A gestão eficaz das finanças pessoais envolve aprender com esses erros, para saber como fazer diferente e melhorar para ajustar o mindset financeiro, adotando práticas financeiras saudáveis para alcançar objetivos financeiros a longo prazo.

Tudo começa numa boa gestão do orçamento mensal. Que leituras podemos retirar de esmiuçarmos todas as despesas do mês?

Através de uma boa gestão do orçamento é possível entender e controlar as finanças pessoais de uma forma mais eficaz, permitindo dessa forma a criação de objetivos.

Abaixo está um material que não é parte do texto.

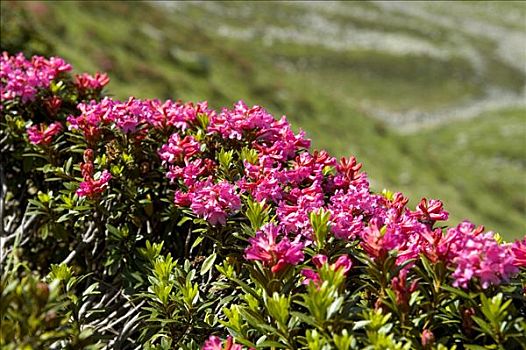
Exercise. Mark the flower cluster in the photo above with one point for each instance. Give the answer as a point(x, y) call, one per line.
point(317, 246)
point(275, 254)
point(23, 78)
point(42, 135)
point(213, 202)
point(479, 255)
point(215, 343)
point(86, 81)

Para isso podemos ter em consideração a identificação de padrões de gastos, também saber priorizar as despesas essenciais, assim como identificar no orçamento despesas desnecessárias e a preparação para despesas irregulares e inesperadas.

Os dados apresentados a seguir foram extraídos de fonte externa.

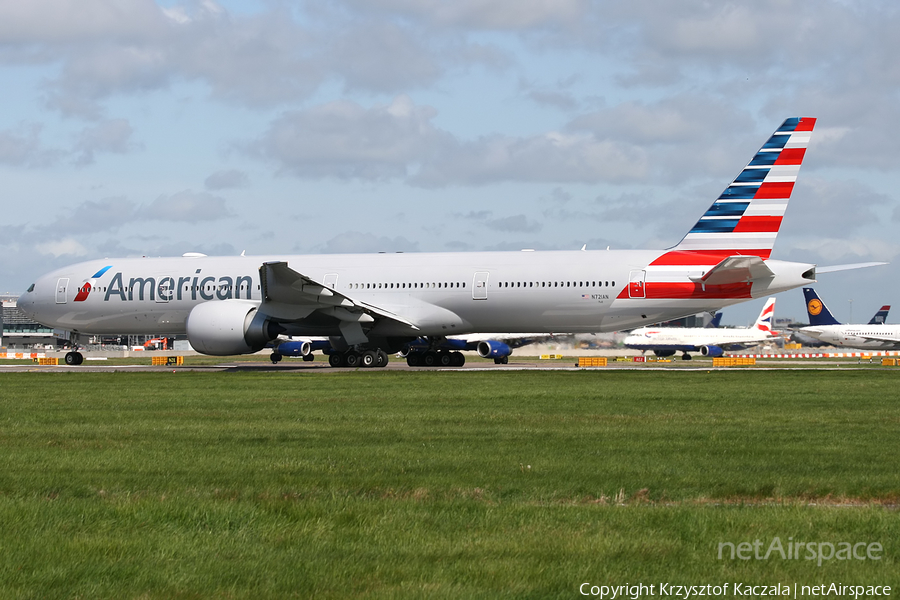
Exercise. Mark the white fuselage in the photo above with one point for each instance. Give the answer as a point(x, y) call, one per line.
point(687, 339)
point(438, 293)
point(862, 337)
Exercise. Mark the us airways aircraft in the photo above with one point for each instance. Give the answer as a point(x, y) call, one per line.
point(824, 327)
point(368, 305)
point(666, 341)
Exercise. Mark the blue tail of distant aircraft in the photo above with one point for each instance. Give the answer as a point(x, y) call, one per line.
point(714, 324)
point(818, 312)
point(881, 316)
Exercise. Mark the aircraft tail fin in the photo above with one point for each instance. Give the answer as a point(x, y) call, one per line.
point(818, 312)
point(764, 321)
point(881, 316)
point(746, 217)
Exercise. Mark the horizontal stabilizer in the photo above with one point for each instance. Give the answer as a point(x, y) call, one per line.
point(835, 268)
point(736, 269)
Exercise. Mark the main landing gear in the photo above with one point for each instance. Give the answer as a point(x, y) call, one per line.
point(439, 358)
point(353, 359)
point(74, 358)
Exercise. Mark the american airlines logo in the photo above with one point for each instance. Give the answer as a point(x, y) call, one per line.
point(168, 288)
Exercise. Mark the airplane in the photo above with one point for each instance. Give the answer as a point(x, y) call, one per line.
point(372, 304)
point(666, 341)
point(879, 317)
point(876, 335)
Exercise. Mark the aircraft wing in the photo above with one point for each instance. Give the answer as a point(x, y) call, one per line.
point(735, 269)
point(289, 295)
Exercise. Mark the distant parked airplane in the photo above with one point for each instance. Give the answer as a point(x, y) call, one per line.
point(876, 335)
point(666, 341)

Vivemos numa sociedade que apela constantemente às compras por impulso. Que estratégias podemos criar para resistir a este apelo?

Sim é verdade, mas podemos adotar algumas estratégias como por exemplo a criação do orçamento ajuda a controlar melhor os gastos; levar sempre uma lista de compras e sempre que possível com algum detalhe; esperar e não tomar a decisão na hora sem pensar. Finalmente, evitar locais que convidem às compras por Impulso, principalmente em determinadas alturas do ano.

Cultivar uma mentalidade consciente em relação ao dinheiro e incorporar práticas disciplinadas de gestão financeira ajuda e muito a resistir ao apelo de comprar por comprar.

Por que nos diz que o cartão de crédito pode e deve ser utilizado? Somos frequentemente alertados para os efeitos perniciosos do uso do referido cartão.

O cartão de crédito pode ser utilizado com toda a informação, moderação e consciência e pode ser uma ferramenta útil quando utilizado de forma responsável.

É na semana 19 que falo sobre o cartão de crédito e, aí, refiro que, sabendo utilizá-lo bem, pode ter vantagens com isso. Dou-lhe um exemplo: em relação ao cashback que é comum em alguns cartões, com descontos através de parcerias com determinadas entidades, entre outros, há que garantir sempre que se sabe exatamente todas as condições e que se está bem informado, nomeadamente sobre possíveis custos.

Há que não esquecer que é crucial usar o cartão de crédito com responsabilidade, evitando acumular dívidas excessivas e pagando o saldo integral mensalmente para evitar juros elevados.

A alimentação é um item muito importante nas despesas mensais. Há algum conselho que nos possa dar que prepondere sobre os restantes face à necessidade de pouparmos neste item?

A alimentação é, de facto, um item significativo nas despesas mensais e tem um peso representativo no nosso orçamento e por isso todas as estratégias são bem-vindas aliadas ao fundamental que é o planeamento. Entre as dicas que levo para o meu livro estão as três que aqui indico: Faça um planeamento das refeições; aproveitar as promoções e descontos e compare preços; verifique se compensa comprar a granel.

No seu livro fala-nos na figura do consultor financeiro. Do que se trata e porque devemos consultá-lo?

Trata-se de uma pessoa que, por exemplo, orienta na definição de objetivos, ajuda a planear, porque é importante saber cada vez mais como gerir melhor as despesas, ter gastos mais conscientes e conhecer conceitos que podem fazer a diferença na tomada de decisões. Desta forma, passa a ter mais informação para aprender a gerir melhor a vida financeira e se preparar melhor para imprevistos.